Because the Overlay IP address itself needs to be outside the CIDR block of the VPC, it is, by default, not routable from outside the VPC itself. This means that external access, such as from on-premises systems, is not possible without further configuration. To enable external access, you can use our Network Load Balancer or Route 53 agent.

See Figure 3 for an architecture diagram of a high availability solution that outlines these features.

                             Multi-AZ HA SAP Deployment
Figure 3: Multi-AZ HA SAP Deployment

You can use a high availability (HA) clustering solution for autonomous failover of the central services across Availability Zones. There are multiple SAP-certified options for this clustering software on Windows listed on the SAP website, and it’s also possible to build and automate your own solution. HA solutions that have been tested and are known to work on AWS include:

Support and certification

SAP clustering software is supported by the cluster software vendors themselves, not by SAP. SAP only certifies the solution. Any custom-built solution is not certified and will need to be supported by the solution builder.
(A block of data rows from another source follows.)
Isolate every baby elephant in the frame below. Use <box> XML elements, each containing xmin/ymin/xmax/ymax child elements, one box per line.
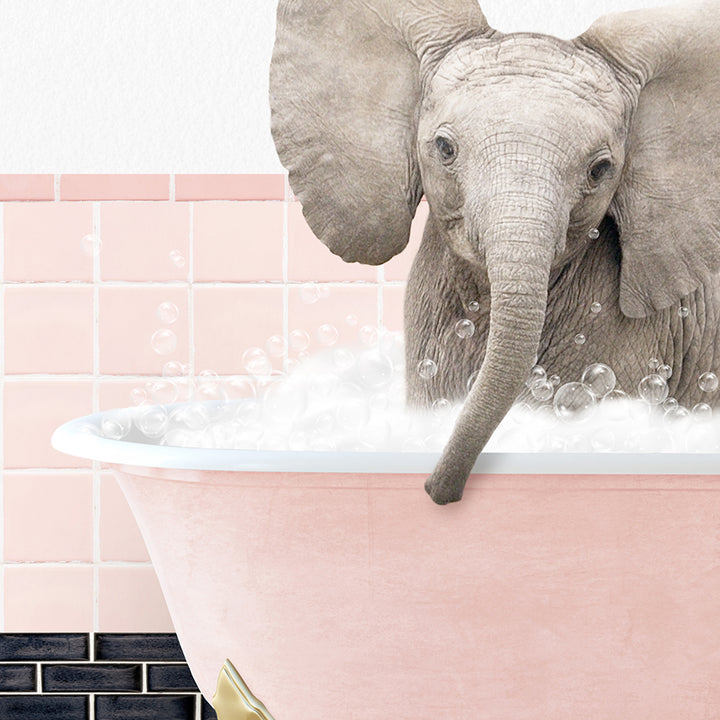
<box><xmin>270</xmin><ymin>0</ymin><xmax>720</xmax><ymax>504</ymax></box>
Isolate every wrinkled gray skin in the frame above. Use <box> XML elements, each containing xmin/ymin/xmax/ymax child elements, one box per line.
<box><xmin>271</xmin><ymin>0</ymin><xmax>720</xmax><ymax>504</ymax></box>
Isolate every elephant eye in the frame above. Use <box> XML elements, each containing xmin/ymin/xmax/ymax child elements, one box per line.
<box><xmin>435</xmin><ymin>135</ymin><xmax>457</xmax><ymax>164</ymax></box>
<box><xmin>588</xmin><ymin>158</ymin><xmax>612</xmax><ymax>186</ymax></box>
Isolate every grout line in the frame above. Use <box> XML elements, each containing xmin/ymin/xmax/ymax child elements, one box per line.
<box><xmin>282</xmin><ymin>175</ymin><xmax>290</xmax><ymax>372</ymax></box>
<box><xmin>187</xmin><ymin>202</ymin><xmax>195</xmax><ymax>377</ymax></box>
<box><xmin>0</xmin><ymin>203</ymin><xmax>6</xmax><ymax>630</ymax></box>
<box><xmin>92</xmin><ymin>202</ymin><xmax>102</xmax><ymax>630</ymax></box>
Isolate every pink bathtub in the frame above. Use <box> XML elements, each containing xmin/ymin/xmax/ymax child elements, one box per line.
<box><xmin>54</xmin><ymin>410</ymin><xmax>720</xmax><ymax>720</ymax></box>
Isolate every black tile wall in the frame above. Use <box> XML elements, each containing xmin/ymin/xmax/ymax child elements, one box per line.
<box><xmin>0</xmin><ymin>695</ymin><xmax>89</xmax><ymax>720</ymax></box>
<box><xmin>95</xmin><ymin>633</ymin><xmax>184</xmax><ymax>660</ymax></box>
<box><xmin>0</xmin><ymin>633</ymin><xmax>220</xmax><ymax>720</ymax></box>
<box><xmin>95</xmin><ymin>695</ymin><xmax>195</xmax><ymax>720</ymax></box>
<box><xmin>0</xmin><ymin>633</ymin><xmax>88</xmax><ymax>660</ymax></box>
<box><xmin>0</xmin><ymin>665</ymin><xmax>37</xmax><ymax>692</ymax></box>
<box><xmin>148</xmin><ymin>665</ymin><xmax>198</xmax><ymax>692</ymax></box>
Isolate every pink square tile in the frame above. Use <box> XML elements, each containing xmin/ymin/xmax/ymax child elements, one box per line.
<box><xmin>100</xmin><ymin>202</ymin><xmax>190</xmax><ymax>281</ymax></box>
<box><xmin>288</xmin><ymin>284</ymin><xmax>378</xmax><ymax>351</ymax></box>
<box><xmin>5</xmin><ymin>285</ymin><xmax>93</xmax><ymax>373</ymax></box>
<box><xmin>175</xmin><ymin>173</ymin><xmax>285</xmax><ymax>200</ymax></box>
<box><xmin>288</xmin><ymin>202</ymin><xmax>377</xmax><ymax>282</ymax></box>
<box><xmin>4</xmin><ymin>202</ymin><xmax>93</xmax><ymax>282</ymax></box>
<box><xmin>193</xmin><ymin>202</ymin><xmax>285</xmax><ymax>281</ymax></box>
<box><xmin>0</xmin><ymin>174</ymin><xmax>55</xmax><ymax>200</ymax></box>
<box><xmin>100</xmin><ymin>286</ymin><xmax>188</xmax><ymax>375</ymax></box>
<box><xmin>60</xmin><ymin>174</ymin><xmax>170</xmax><ymax>200</ymax></box>
<box><xmin>5</xmin><ymin>565</ymin><xmax>93</xmax><ymax>632</ymax></box>
<box><xmin>100</xmin><ymin>473</ymin><xmax>150</xmax><ymax>562</ymax></box>
<box><xmin>4</xmin><ymin>472</ymin><xmax>93</xmax><ymax>562</ymax></box>
<box><xmin>99</xmin><ymin>567</ymin><xmax>174</xmax><ymax>632</ymax></box>
<box><xmin>194</xmin><ymin>287</ymin><xmax>283</xmax><ymax>373</ymax></box>
<box><xmin>383</xmin><ymin>202</ymin><xmax>428</xmax><ymax>280</ymax></box>
<box><xmin>3</xmin><ymin>380</ymin><xmax>92</xmax><ymax>468</ymax></box>
<box><xmin>382</xmin><ymin>285</ymin><xmax>405</xmax><ymax>332</ymax></box>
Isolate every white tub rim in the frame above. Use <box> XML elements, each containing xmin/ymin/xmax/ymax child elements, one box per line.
<box><xmin>51</xmin><ymin>408</ymin><xmax>720</xmax><ymax>475</ymax></box>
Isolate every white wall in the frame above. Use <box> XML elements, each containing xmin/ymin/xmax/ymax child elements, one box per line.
<box><xmin>0</xmin><ymin>0</ymin><xmax>667</xmax><ymax>173</ymax></box>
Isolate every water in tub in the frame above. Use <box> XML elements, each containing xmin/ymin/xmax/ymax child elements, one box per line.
<box><xmin>90</xmin><ymin>316</ymin><xmax>720</xmax><ymax>453</ymax></box>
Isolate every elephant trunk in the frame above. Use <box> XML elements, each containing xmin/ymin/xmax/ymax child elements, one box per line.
<box><xmin>425</xmin><ymin>195</ymin><xmax>567</xmax><ymax>505</ymax></box>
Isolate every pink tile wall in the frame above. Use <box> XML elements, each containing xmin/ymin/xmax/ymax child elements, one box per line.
<box><xmin>0</xmin><ymin>174</ymin><xmax>427</xmax><ymax>632</ymax></box>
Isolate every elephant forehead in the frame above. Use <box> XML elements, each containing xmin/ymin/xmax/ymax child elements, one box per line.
<box><xmin>429</xmin><ymin>33</ymin><xmax>622</xmax><ymax>104</ymax></box>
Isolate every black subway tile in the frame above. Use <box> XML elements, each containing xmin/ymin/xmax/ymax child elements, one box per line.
<box><xmin>148</xmin><ymin>665</ymin><xmax>198</xmax><ymax>692</ymax></box>
<box><xmin>0</xmin><ymin>695</ymin><xmax>89</xmax><ymax>720</ymax></box>
<box><xmin>200</xmin><ymin>698</ymin><xmax>217</xmax><ymax>720</ymax></box>
<box><xmin>97</xmin><ymin>695</ymin><xmax>195</xmax><ymax>720</ymax></box>
<box><xmin>42</xmin><ymin>663</ymin><xmax>142</xmax><ymax>692</ymax></box>
<box><xmin>95</xmin><ymin>633</ymin><xmax>185</xmax><ymax>662</ymax></box>
<box><xmin>0</xmin><ymin>665</ymin><xmax>37</xmax><ymax>692</ymax></box>
<box><xmin>0</xmin><ymin>633</ymin><xmax>90</xmax><ymax>660</ymax></box>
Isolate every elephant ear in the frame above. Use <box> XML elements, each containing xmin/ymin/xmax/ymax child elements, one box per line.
<box><xmin>270</xmin><ymin>0</ymin><xmax>489</xmax><ymax>265</ymax></box>
<box><xmin>580</xmin><ymin>0</ymin><xmax>720</xmax><ymax>317</ymax></box>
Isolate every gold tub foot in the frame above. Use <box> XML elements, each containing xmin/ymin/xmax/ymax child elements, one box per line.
<box><xmin>213</xmin><ymin>660</ymin><xmax>273</xmax><ymax>720</ymax></box>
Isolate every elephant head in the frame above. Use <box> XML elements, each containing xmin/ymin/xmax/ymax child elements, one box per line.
<box><xmin>270</xmin><ymin>0</ymin><xmax>720</xmax><ymax>504</ymax></box>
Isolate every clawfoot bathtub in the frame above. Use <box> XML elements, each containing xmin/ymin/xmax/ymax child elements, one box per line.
<box><xmin>54</xmin><ymin>404</ymin><xmax>720</xmax><ymax>720</ymax></box>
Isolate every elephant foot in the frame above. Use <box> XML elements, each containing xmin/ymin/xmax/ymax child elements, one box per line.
<box><xmin>425</xmin><ymin>473</ymin><xmax>465</xmax><ymax>505</ymax></box>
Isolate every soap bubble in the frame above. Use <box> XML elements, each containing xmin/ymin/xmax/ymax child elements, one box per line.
<box><xmin>170</xmin><ymin>403</ymin><xmax>210</xmax><ymax>432</ymax></box>
<box><xmin>531</xmin><ymin>380</ymin><xmax>555</xmax><ymax>402</ymax></box>
<box><xmin>525</xmin><ymin>365</ymin><xmax>547</xmax><ymax>388</ymax></box>
<box><xmin>170</xmin><ymin>250</ymin><xmax>185</xmax><ymax>268</ymax></box>
<box><xmin>265</xmin><ymin>335</ymin><xmax>288</xmax><ymax>357</ymax></box>
<box><xmin>638</xmin><ymin>373</ymin><xmax>668</xmax><ymax>405</ymax></box>
<box><xmin>288</xmin><ymin>329</ymin><xmax>310</xmax><ymax>352</ymax></box>
<box><xmin>358</xmin><ymin>325</ymin><xmax>377</xmax><ymax>347</ymax></box>
<box><xmin>135</xmin><ymin>405</ymin><xmax>170</xmax><ymax>438</ymax></box>
<box><xmin>315</xmin><ymin>323</ymin><xmax>340</xmax><ymax>347</ymax></box>
<box><xmin>417</xmin><ymin>358</ymin><xmax>437</xmax><ymax>380</ymax></box>
<box><xmin>130</xmin><ymin>387</ymin><xmax>148</xmax><ymax>405</ymax></box>
<box><xmin>601</xmin><ymin>390</ymin><xmax>630</xmax><ymax>420</ymax></box>
<box><xmin>145</xmin><ymin>379</ymin><xmax>178</xmax><ymax>405</ymax></box>
<box><xmin>553</xmin><ymin>382</ymin><xmax>595</xmax><ymax>421</ymax></box>
<box><xmin>692</xmin><ymin>403</ymin><xmax>712</xmax><ymax>420</ymax></box>
<box><xmin>300</xmin><ymin>283</ymin><xmax>320</xmax><ymax>305</ymax></box>
<box><xmin>357</xmin><ymin>350</ymin><xmax>393</xmax><ymax>390</ymax></box>
<box><xmin>698</xmin><ymin>372</ymin><xmax>718</xmax><ymax>393</ymax></box>
<box><xmin>162</xmin><ymin>360</ymin><xmax>190</xmax><ymax>377</ymax></box>
<box><xmin>241</xmin><ymin>347</ymin><xmax>272</xmax><ymax>377</ymax></box>
<box><xmin>100</xmin><ymin>410</ymin><xmax>132</xmax><ymax>440</ymax></box>
<box><xmin>150</xmin><ymin>328</ymin><xmax>177</xmax><ymax>355</ymax></box>
<box><xmin>157</xmin><ymin>301</ymin><xmax>180</xmax><ymax>325</ymax></box>
<box><xmin>657</xmin><ymin>364</ymin><xmax>672</xmax><ymax>380</ymax></box>
<box><xmin>80</xmin><ymin>234</ymin><xmax>102</xmax><ymax>257</ymax></box>
<box><xmin>455</xmin><ymin>319</ymin><xmax>475</xmax><ymax>340</ymax></box>
<box><xmin>580</xmin><ymin>363</ymin><xmax>616</xmax><ymax>398</ymax></box>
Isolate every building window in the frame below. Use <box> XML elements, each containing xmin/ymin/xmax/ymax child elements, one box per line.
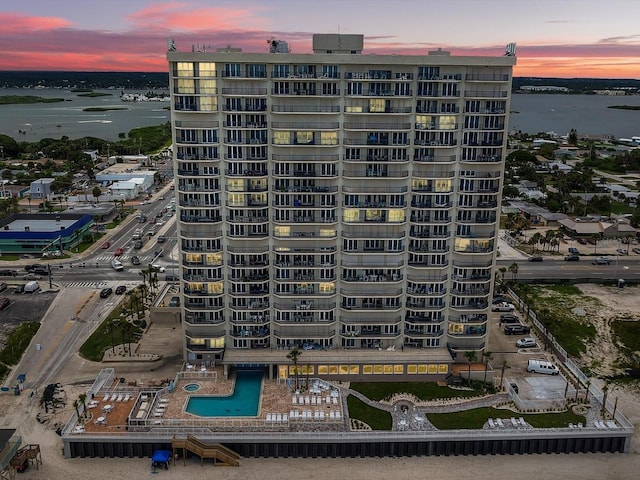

In this guide, we focus on the distributed installation type on Windows in AWS. More details on how to deploy and operate SIOS, Veritas, and WSFC clusters are available on their respective websites linked above. For effective use of WSFC, Windows Server 2016, or later, is required.

The key features to be aware of with the WSFC solution are:

  • ASCS and a separate ERS instance set up within Windows Cluster Manager

  • Scale-Out File Server is a feature that is designed to provide scale-out file shares that are continuously available for file-based server application storage

  • Storage Spaces Direct uses standard servers with local-attached drives to create highly available, highly scalable software-defined storage. This requires a minimum of Windows Server 2016 and NVMe storage (so nitro-generation EC2 instances are required).

  • Amazon FSx for Windows File Server

Also read the High Availability with Microsoft Failover Clustering section of the SAP NetWeaver installation guide.